Une politique fondée sur des programmes territorialisés
Depuis 2017, la politique de l’État en faveur des commerces de proximité a connu un tournant : les aides directes aux commerçants ont été abandonnées, au profit d’un soutien à la redynamisation globale des centres des villes petites et moyennes. Le programme Action cœur de ville (ACV), lancé en 2018 dans 234 villes, visait à répondre aux difficultés des villes moyennes, tandis que le programme Petites villes de demain (PVD) a été mis en place, à partir de 2020, dans plus de 1 600 villes de moins de 20 000 habitants. La crise sanitaire a conduit à mettre en œuvre, dans le cadre du plan de relance, de nouvelles mesures visant à renforcer l’ingénierie, le pilotage local et à soutenir la digitalisation et la rénovation des commerces. Si les études d’ingénierie se sont révélées être un soutien précieux à la définition de la stratégie des collectivités, elles ont été d’une qualité inégale, et certaines, financées à 100 % par les pouvoirs publics, peu utiles. Le rôle des managers de commerce a en revanche été très apprécié des collectivités locales. Les foncières de redynamisation pour la rénovation de locaux commerciaux ont été développées et l’État a mis en place un fonds pour cofinancer les opérations les plus coûteuses. Toutefois, le nombre de commerces rénovés reste encore limité et l’encadrement juridique du dispositif doit être précisé. Les projets soutenus par le fonds devront également être évalués afin de s’assurer du ciblage de l’intervention de l’État.

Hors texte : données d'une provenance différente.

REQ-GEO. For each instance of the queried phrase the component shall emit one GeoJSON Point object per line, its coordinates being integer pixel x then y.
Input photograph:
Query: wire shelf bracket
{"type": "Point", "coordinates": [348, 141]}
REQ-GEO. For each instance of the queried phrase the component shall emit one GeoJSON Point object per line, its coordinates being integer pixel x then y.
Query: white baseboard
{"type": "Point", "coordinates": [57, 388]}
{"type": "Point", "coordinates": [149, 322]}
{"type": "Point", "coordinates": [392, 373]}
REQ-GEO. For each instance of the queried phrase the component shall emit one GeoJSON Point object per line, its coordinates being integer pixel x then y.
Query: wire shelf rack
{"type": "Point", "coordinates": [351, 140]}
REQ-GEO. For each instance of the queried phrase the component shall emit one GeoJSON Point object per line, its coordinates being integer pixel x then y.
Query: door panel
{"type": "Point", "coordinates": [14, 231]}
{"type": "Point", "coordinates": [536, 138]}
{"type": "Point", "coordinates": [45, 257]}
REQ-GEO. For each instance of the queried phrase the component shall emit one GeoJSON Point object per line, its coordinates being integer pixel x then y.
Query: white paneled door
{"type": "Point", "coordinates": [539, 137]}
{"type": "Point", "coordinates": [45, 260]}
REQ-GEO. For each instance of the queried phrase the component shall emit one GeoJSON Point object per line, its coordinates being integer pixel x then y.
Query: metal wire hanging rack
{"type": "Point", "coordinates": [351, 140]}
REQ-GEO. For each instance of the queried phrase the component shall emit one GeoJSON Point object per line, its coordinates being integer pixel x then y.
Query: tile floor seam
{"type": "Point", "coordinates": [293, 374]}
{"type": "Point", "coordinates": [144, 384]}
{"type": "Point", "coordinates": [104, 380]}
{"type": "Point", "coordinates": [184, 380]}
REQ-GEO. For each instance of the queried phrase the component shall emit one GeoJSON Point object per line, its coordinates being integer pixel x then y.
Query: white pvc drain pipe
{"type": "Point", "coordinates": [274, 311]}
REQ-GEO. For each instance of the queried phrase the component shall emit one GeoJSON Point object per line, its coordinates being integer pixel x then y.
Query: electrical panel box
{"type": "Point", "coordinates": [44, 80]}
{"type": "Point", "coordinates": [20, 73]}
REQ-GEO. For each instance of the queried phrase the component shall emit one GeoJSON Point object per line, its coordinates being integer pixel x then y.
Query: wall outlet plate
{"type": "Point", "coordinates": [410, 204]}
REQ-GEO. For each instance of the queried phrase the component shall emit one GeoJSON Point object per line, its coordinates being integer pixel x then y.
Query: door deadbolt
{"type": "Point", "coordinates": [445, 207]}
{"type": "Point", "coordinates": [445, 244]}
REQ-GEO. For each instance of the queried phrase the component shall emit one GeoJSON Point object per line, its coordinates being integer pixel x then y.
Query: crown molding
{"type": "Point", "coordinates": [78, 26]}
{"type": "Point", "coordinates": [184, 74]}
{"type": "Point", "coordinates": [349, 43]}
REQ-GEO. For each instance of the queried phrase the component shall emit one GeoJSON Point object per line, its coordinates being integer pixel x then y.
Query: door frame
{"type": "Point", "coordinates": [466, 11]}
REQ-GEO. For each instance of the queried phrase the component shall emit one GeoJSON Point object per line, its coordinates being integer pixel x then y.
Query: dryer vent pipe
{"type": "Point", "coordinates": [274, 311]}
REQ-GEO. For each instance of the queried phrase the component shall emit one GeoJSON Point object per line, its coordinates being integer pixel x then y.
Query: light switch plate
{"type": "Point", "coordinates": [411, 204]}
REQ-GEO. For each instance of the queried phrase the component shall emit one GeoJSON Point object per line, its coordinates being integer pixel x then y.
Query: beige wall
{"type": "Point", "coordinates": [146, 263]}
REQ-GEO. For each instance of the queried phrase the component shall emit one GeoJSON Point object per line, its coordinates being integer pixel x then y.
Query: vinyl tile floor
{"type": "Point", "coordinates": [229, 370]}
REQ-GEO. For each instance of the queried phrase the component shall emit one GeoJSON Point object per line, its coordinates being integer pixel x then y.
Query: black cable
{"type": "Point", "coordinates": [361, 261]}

Un pilotage et un suivi à améliorer
Le taux de vacance des commerces dans les villes ACV tend à baisser depuis deux ans, de manière plus marquée que dans les autres villes moyennes. Toutefois, cette évolution doit être interprétée avec prudence. Le pilotage de cette politique manque globalement d’indicateurs, et il conviendrait d’engager une évaluation du volet commerce d’ACV. Le suivi des financements par les pouvoirs publics doit également être amélioré. Les financements des collectivités territoriales sont mal retracés, ce qui ne permet pas d’identifier facilement les aides versées aux commerçants. Sur la période 2018-2022, tous financements confondus, le commerce de proximité aurait bénéficié d’environ 500 M€.
L’articulation entre les actions de l’État et celles des collectivités territoriales apparaît inégale. Si les programmes ACV et PVD ont permis de développer un partenariat novateur avec les communes, l’articulation avec les régions, compétentes en matière de développement économique, s’avère insuffisante alors qu’elles déploient souvent des dispositifs analogues à ceux de l’État. Des tensions apparaissent également entre la démarche globale d’aménagement du territoire, incarnée dans les programmes ACV et PVD, et une approche plus spécifiquement centrée sur le développement économique. Ces deux approches ont leur pertinence, mais une coordination interministérielle plus forte s’impose pour définir une stratégie claire.
Les enjeux du e-commerce encore insuffisamment ou mal pris en compte
Le développement du e-commerce a profondément modifié les pratiques d’achat. Son essor a suscité des mutations importantes du commerce, nécessitant une articulation entre présence en ligne et vente en magasin. Les commerçants de proximité, comme plus généralement les petites entreprises françaises, étaient peu préparés à cette mutation : en 2020, seulement 43 % des PME du commerce étaient dotées d’un site internet et 17 % d’une solution de vente en ligne. Dans ce contexte, et face aux confinements pendant la crise sanitaire, les pouvoirs publics ont cherché à encourager la numérisation des petites entreprises du commerce de proximité, avec un foisonnement de dispositifs dont la coordination a été insuffisante. Le soutien aux plateformes locales de marché s’est avéré un échec, ne correspondant aux attentes ni des consommateurs ni des commerçants. L’enjeu pour le commerce de proximité indépendant semble moins résider dans le développement des ventes par internet que dans le renforcement de ses relations avec la clientèle et de sa visibilité en ligne. Les pouvoirs publics devraient en tirer les enseignements en cessant de financer des places locales de marché, et en concentrant leurs efforts sur l’amélioration de l’accompagnement des commerçants.
Accessibilité dans certains territoires et enjeux de développement durable
La politique de l’État en faveur du commerce de proximité prend insuffisamment en compte les enjeux d’accessibilité dans certains territoires ruraux et périurbains, même si l’accès aux commerces de proximité est assuré pour une grande majorité des Français. Enfin, les enjeux de développement durable ont un impact croissant sur le modèle économique des commerces de proximité, à travers l’évolution des mobilités, l’aménagement et la mise aux normes des bâtiments, et les enjeux fonciers. Ils nécessitent d’engager une réflexion d’ensemble sur la manière de mieux accompagner les commerces de proximité face aux exigences de décarbonation de l’économie.